Red Hat OpenShift Data Foundation is integrated into the latest Red Hat OpenShift Container Platform to address platform services, application portability, and persistence challenges. It provides a highly scalable backend for the next generation of cloud-native applications, built on a technology stack that includes Red Hat Ceph Storage, the Rook.io Operator, and NooBaa’s Multicloud Object Gateway technology.

Red Hat OpenShift Data Foundation is designed for FIPS. When running on RHEL or RHEL CoreOS booted in FIPS mode, OpenShift Container Platform core components use the RHEL cryptographic libraries submitted to NIST for FIPS Validation on only the x86_64, ppc64le, and s390X architectures. For more information about the NIST validation program, see Content from csrc.nist.gov is not included.Cryptographic Module Validation Program. For the latest NIST status for the individual versions of the RHEL cryptographic libraries submitted for validation, see This content is not included.Compliance Activities and Government Standards.

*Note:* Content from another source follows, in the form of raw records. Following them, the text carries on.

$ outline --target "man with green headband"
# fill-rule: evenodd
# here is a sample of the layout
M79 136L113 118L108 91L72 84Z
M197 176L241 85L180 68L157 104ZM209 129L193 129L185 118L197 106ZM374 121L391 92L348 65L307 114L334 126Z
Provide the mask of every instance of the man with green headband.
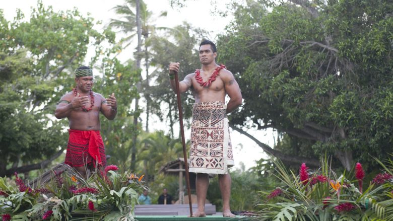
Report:
M67 117L70 138L65 163L75 167L85 177L85 168L106 164L105 148L100 134L100 112L109 120L116 116L117 104L114 93L108 98L93 92L93 71L82 66L75 71L76 87L62 96L56 108L58 119Z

Red Hat OpenShift Data Foundation provides a trusted, enterprise-grade application development environment that simplifies and enhances the user experience across the application lifecycle in a number of ways:

  • Provides block storage for databases.
  • Shared file storage for continuous integration, messaging, and data aggregation.
  • Object storage for cloud-first development, archival, backup, and media storage.
  • Scale applications and data exponentially.
  • Attach and detach persistent data volumes at an accelerated rate.
  • Stretch clusters across multiple data-centers or availability zones.
  • Establish a comprehensive application container registry.
  • Support the next generation of OpenShift workloads such as Data Analytics, Artificial Intelligence, Machine Learning, Deep Learning, and Internet of Things (IoT).
  • Dynamically provision not only application containers, but data service volumes and containers, as well as additional OpenShift Container Platform nodes, Elastic Block Store (EBS) volumes and other infrastructure services.

1.1. About this release

Red Hat OpenShift Data Foundation 4.20 is now available. New enhancements, features, and known issues that pertain to OpenShift Data Foundation 4.20 are included in this topic.

Red Hat OpenShift Data Foundation 4.20 is supported on the Red Hat OpenShift Container Platform version 4.20. For more information, see This content is not included.Red Hat OpenShift Data Foundation Supportability and Interoperability Checker.

For Red Hat OpenShift Data Foundation life cycle information, refer to This content is not included.Product Life Cycles.

1.2. Important notice regarding Regional Disaster Recovery

Important

Do not enroll new workloads for DR protection using Regional Disaster Recovery (RDR) in OpenShift Data Foundation 4.20.0.

It is recommended to wait for a future release where this issue will be resolved.

Chapter 2. New features

This section describes new features introduced in Red Hat OpenShift Data Foundation 4.20.

2.1. Recipes with exec hooks for Disaster Recovery workloads

You can now use recipes with exec hooks in DR workloads. This expands support for a broader range of workloads by enabling more flexible and dynamic execution during DR operations.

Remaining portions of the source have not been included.